Tuesday, May 03, 2016

PostGOP: The Fracturing Coalitions

All of the naval gazing over whether or not Hillary can win back Appalachia is really a more reasoned reaction to the Democratic Party break-up that's happening right along side the Republican one.

The only difference is that the media is taking some satisfaction in watching the Republicans implode, while hoping fervently that Hillary can hold it together just long enough to allow them to author their think-pieces on the first woman President.

In case you thought this Hillary rapture was about Progressives supporting progressives forget it. A reporter craves nothing more than their moment in history, imagining that they are going to pen the central opus of a historical moment.

Except their not. Because the historical moment is going to be Tweeted, and broadcast on Vine, posted to Instagram and shared on SnapChat. It's a new-age of media consumption after all.  And that's the first coalition that has fallen, the coalition of the media.

The second, and most public, is the demise of the long-abandoned Reagan coalition that has loosely held together as the modern GOP. I've said before that it was comprised of seven primary 'factions' and that your view of the so-called "establishment" varied in accordance with which group you found yourself in.
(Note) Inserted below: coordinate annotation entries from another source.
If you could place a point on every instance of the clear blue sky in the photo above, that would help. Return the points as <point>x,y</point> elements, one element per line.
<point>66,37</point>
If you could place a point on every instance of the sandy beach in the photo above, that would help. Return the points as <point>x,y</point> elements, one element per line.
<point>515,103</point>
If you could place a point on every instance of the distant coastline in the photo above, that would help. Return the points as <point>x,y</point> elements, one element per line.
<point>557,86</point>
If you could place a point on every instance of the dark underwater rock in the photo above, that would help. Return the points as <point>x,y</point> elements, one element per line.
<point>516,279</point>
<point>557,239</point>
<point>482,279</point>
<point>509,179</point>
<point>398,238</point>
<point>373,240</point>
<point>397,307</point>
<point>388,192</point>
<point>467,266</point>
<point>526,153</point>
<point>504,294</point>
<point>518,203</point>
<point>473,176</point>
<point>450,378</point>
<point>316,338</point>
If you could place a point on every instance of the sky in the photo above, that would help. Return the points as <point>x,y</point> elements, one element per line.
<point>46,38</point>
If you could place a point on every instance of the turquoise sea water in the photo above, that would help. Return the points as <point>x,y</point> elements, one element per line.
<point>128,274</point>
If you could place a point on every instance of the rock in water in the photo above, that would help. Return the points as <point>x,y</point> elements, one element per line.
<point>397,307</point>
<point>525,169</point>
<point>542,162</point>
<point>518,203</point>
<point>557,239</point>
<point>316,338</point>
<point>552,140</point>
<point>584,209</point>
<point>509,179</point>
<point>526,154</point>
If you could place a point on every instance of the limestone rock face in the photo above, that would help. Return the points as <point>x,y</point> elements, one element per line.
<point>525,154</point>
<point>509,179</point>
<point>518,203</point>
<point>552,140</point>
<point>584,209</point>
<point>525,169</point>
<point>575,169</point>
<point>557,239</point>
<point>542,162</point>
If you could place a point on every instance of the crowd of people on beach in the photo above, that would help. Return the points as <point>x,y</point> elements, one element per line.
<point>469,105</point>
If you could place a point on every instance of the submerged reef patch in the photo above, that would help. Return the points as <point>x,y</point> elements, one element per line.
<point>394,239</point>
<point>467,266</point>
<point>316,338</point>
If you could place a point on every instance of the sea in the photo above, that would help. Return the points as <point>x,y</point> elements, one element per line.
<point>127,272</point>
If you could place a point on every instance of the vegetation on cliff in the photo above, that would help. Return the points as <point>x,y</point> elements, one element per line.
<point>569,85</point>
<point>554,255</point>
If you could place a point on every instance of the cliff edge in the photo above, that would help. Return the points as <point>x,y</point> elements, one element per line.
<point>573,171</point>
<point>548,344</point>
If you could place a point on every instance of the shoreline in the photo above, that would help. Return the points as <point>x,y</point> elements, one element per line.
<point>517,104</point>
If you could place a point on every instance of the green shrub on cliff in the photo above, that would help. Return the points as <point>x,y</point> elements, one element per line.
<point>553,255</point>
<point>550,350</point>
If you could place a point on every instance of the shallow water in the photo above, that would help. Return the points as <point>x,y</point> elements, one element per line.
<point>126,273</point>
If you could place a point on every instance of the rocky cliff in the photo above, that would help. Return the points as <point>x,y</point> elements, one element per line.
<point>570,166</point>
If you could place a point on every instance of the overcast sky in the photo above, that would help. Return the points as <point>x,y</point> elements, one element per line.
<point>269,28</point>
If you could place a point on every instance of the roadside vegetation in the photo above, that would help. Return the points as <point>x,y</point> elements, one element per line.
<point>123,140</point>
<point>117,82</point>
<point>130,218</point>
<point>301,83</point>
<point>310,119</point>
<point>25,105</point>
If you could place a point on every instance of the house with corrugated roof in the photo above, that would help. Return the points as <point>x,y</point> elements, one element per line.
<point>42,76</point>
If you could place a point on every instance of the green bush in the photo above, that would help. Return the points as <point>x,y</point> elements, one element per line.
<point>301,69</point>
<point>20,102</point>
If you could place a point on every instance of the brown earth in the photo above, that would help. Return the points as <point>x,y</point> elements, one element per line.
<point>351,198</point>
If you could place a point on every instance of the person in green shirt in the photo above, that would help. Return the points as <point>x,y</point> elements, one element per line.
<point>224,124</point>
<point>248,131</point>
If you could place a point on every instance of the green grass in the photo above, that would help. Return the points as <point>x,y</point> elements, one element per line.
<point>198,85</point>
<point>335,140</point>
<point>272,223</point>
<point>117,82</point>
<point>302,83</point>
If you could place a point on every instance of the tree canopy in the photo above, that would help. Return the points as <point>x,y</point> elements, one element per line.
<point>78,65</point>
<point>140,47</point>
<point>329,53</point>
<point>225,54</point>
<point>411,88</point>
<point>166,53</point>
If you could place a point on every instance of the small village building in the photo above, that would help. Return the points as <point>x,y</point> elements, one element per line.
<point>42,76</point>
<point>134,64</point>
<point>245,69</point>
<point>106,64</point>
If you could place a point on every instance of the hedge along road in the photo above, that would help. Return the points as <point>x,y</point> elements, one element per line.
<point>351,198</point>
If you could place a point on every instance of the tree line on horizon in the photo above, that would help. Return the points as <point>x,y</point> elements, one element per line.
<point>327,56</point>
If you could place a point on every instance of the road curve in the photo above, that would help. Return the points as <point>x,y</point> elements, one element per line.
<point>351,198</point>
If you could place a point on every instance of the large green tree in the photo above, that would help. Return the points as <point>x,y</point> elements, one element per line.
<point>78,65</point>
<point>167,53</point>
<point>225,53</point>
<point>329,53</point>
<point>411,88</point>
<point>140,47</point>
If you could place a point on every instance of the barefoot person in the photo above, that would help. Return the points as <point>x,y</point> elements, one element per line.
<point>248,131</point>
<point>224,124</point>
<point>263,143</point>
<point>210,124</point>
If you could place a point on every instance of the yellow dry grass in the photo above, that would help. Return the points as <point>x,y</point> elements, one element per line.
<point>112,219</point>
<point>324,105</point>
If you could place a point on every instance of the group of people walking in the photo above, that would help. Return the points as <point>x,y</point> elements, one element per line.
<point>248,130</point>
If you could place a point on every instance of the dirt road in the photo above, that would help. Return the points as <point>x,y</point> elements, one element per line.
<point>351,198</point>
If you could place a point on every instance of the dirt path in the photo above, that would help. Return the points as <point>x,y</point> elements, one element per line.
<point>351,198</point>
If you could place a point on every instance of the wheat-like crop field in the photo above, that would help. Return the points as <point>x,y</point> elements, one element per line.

Trump has successfully courted and eighth faction, the blue collar workers, and they have banded together with the remnants of the Tea Party movement to form a fairly powerful voting bloc based, primarily, on anger and economic illiteracy in order to Make America Bronze Again....or something.

What's not really being reported all that often is that this wave of Trump supporters has to be coming from somewhere.  As the linked article at the top of this post accurately surmises it's coming from the old Democratic coalition, from the labor movement that was a reliable voting bloc for a long, long time.

This is the former union vote that allowed the Democrats to build powerful, urban political machines. It led to Tammany Hall and the Chicago Way, it provided the backbone for Democratic dominance of cities in the MidWest. Ultimately, it might be the thing that undoes Democratic control of a large portion of urban areas.

It's important to note that I'm not referring to the union leadership here. They have too much political, and financial, capital invested in the Democrats to cleanly break-away. Their abandonment of the party is going to be messy and public as the rank-and-file voters find themselves increasingly detached from their leaders.

The problem is that the Democrats ran out of things to give them. And what the voters wanted ran the risk of hurting another Democrat group, one of increasing electoral importance, the Hispanic voter.

That problem is not limited, for the Democrats, to just the blue collar workers. How long, for example, do you think it will be before the GLBTQ advocacy groups tire of Democratic pandering to Muslims? (who, in other countries, have a troubling habit of continuously trying to teach gay people to fly by throwing them off buildings) How long before the simmering black resentment over what they perceive as abandonment by Democrats starts becoming directed at the aforementioned Hispanics? And can the largely Catholic Hispanic voter really ever reconcile with Planned Parenthood and their Fetal tissue factories?

Another Democratic problem is that all of these groups are being loosely held together by a group of very well-off, Caucasian members of the New England yacht set. A group that has absolutely nothing in common with any of them.

The above is why I think "demographics is destiny" is a flawed model for Democrats and it's why I see a path to renewal for whatever follows the GOP.

Of course, the GOP voter is going to have to change a little bit, more on that later.